NEWS & PRESS RELEASES


Starhill REIT: Institutions seek more units

Business Times Malaysia

By ANNA MARIA SAMSUDIN

INSTITUTIONAL investors have asked for more units than what was on offer under the initial public offering of YTL Corp Bhd’s Starhill real estate investment trust (REIT), fund managers said.

The property trust is offering 94 per cent of its units to institutional investors in Malaysia and abroad, under a book-building process where investors bid for the units.

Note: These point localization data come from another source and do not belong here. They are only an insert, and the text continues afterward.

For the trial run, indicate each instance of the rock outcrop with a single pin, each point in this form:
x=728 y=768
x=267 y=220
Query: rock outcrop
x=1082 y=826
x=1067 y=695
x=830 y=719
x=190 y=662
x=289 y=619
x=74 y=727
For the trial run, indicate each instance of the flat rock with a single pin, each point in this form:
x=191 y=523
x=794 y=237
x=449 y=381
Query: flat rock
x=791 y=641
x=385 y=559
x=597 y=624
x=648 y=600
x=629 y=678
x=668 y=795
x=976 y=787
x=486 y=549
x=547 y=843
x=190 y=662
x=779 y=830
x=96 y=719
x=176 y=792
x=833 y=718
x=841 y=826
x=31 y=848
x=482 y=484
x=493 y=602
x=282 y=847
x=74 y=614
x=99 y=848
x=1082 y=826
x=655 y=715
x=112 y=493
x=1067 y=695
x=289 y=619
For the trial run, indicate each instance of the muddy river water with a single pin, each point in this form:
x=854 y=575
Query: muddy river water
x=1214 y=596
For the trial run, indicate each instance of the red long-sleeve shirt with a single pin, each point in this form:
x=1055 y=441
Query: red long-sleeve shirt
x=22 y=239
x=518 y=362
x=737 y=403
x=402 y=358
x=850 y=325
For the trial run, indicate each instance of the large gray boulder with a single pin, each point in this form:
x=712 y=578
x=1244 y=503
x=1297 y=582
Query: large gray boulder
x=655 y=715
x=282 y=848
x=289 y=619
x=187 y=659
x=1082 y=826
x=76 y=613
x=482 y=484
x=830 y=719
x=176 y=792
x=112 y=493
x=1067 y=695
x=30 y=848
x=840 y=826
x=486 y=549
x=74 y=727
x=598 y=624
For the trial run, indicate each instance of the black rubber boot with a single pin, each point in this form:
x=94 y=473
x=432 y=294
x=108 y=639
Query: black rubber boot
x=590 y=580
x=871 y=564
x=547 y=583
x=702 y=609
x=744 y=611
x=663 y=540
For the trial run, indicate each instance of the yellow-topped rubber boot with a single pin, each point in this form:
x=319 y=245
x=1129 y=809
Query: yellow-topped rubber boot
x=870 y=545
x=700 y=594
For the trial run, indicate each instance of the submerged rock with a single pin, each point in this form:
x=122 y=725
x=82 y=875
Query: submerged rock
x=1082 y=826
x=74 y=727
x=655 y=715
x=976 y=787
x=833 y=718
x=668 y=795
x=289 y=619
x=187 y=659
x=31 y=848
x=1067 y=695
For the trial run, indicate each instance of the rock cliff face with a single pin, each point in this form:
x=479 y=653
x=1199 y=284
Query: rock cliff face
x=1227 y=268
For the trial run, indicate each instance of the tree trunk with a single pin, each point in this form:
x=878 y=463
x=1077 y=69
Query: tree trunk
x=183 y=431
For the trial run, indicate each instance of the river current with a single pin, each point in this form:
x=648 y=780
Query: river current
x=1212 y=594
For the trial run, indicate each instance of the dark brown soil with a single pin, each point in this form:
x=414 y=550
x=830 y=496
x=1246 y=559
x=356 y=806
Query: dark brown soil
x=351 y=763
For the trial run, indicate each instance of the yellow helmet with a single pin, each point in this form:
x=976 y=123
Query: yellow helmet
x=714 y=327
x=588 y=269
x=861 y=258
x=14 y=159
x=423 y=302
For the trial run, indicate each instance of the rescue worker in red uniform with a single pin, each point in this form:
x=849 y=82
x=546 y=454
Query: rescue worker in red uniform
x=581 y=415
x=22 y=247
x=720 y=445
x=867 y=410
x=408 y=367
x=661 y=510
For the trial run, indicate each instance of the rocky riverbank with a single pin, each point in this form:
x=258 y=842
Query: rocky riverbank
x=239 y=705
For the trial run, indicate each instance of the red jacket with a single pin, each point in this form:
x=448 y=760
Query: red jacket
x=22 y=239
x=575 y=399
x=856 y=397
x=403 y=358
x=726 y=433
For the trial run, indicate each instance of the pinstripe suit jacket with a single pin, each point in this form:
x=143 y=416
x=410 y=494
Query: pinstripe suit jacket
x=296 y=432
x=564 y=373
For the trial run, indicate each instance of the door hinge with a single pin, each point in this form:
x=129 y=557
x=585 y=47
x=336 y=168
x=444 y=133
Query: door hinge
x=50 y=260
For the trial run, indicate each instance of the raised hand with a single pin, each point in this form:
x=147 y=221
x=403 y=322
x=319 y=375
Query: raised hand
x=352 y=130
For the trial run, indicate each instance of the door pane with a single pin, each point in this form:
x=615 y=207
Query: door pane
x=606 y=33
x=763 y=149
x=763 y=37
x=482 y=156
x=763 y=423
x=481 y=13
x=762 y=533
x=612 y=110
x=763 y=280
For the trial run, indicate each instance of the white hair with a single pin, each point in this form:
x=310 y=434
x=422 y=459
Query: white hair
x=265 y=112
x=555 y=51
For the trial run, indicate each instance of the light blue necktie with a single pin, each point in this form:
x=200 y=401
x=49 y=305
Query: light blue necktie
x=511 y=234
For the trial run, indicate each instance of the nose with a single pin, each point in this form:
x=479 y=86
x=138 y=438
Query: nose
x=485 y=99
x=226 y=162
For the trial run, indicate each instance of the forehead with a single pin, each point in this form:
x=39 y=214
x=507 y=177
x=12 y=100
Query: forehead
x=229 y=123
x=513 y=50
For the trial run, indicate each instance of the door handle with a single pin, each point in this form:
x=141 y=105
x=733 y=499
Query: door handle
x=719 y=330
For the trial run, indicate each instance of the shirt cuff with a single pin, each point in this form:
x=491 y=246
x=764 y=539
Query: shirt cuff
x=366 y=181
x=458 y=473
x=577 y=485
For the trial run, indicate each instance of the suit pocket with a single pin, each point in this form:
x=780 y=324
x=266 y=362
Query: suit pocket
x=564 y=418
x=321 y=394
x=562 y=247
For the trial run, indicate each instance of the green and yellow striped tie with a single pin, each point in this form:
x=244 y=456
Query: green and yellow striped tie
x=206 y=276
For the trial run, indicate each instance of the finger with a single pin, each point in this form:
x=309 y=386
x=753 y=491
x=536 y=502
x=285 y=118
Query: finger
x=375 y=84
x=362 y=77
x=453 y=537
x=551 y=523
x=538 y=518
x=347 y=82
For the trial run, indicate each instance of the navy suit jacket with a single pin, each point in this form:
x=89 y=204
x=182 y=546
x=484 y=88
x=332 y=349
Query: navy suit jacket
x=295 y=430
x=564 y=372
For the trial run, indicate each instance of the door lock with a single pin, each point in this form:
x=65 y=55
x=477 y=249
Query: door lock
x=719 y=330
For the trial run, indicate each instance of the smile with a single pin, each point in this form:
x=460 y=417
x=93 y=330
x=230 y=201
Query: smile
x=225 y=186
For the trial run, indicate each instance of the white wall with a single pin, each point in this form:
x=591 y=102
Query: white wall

At the high-end range of about RM1.03 per unit, the institutional units are twice oversubscribed while the rate rises to about four times for bids below RM1 a unit, fund managers said.

Property giant YTL Corp Bhd plans to raise about RM523.39 million from Starhill REIT IPO, which would be Malaysia’s largest property trust to be listed on Bursa Malaysia Bhd so far.

The property trust comprises three of the city’s top retail and property icons, namely Starhill and Lot 10 shopping complexes and JW Marriott Hotel, valued at RM1.15 billion collectively.

“As one of the bigger ones, we don’t want to be in a position of not bidding,” said a local fund manager who declined to be named. He has put in a bid for some units at 96 sen.

ECM Libra Bhd chief operating officer David Chua said demand from institutional investors during the IPO roadshow has been overwhelming. YTL Corp Bhd officials are now in the UK after visits to Singapore, Hong Kong and the Netherlands.

The REIT will be priced in London on Thursday evening London and will be known in Malaysia on Friday. Units offered to retail investors have been priced at 98 sen apiece.

Units of the REIT are expected to start trading on the stock market on December 16 2005.

ECM Libra, DBS Bank Ltd and the Hong Kong and Shanghai Banking Ltd are the joint book-runners for this offering, with AmMerchant Bhd Group as the senior co-lead manager.

The Starhill REIT plans to use 80 per cent of its IPO proceeds to buy more assets in the country, Europe and even the US.

The trust would be the second to be listed in the country after Axis REIT Managers Bhd, which raised about RM123 million in its IPO in August.

Analysts expect REITs — companies or funds that own real estate assets that pay almost all their income as dividends — to flourish in Malaysia, helped by tax breaks and their attractive dividend yields.